Commenting on the McRae study in the same issue of The Lancet, Vittorio Pengo, M.D., and Paolo Prandoni, M.D., of the University of Padua in Italy, said that although the results were "potentially valuable," they agreed with Dr. McRae and his colleagues that incorporating sex into a decision on the duration of anticoagulant therapy would be premature.

They noted, for example, that the authors were not able to retrieve information about sex distribution in 11 adequate studies and that a multivariate analysis accounting for important individual data, such as age, could not be done.

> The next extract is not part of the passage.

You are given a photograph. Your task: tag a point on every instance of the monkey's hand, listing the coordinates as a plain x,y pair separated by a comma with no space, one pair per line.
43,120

Increasing evidence suggests that both general and individual characteristics affect the risk, they said. These include, for example, thrombi location, thrombophilia (highly controversial), and clinical presentation. Similarly controversial is the mode of clinical presentation-pulmonary embolism versus deep vein thrombosis.

Individual characteristics, they pointed out, that make certain patients more susceptible to recurrent thrombosis risk include residual venous thrombosis in the leg veins and the D-dimer value assessed one month after stopping anticoagulation. "For both strategies, we are awaiting results of studies to assess the value of tailoring the duration of anticoagulant therapy according to each patient's findings," they said.

"Although we appreciate the contribution of McRae and colleagues, we believe that it is too early to rely on patients' sex when determining the duration of anticoagulation in patients with idiopathic venous thromboembolism," they said. "Further prospective studies are needed before a firm recommendation can be made on this issue."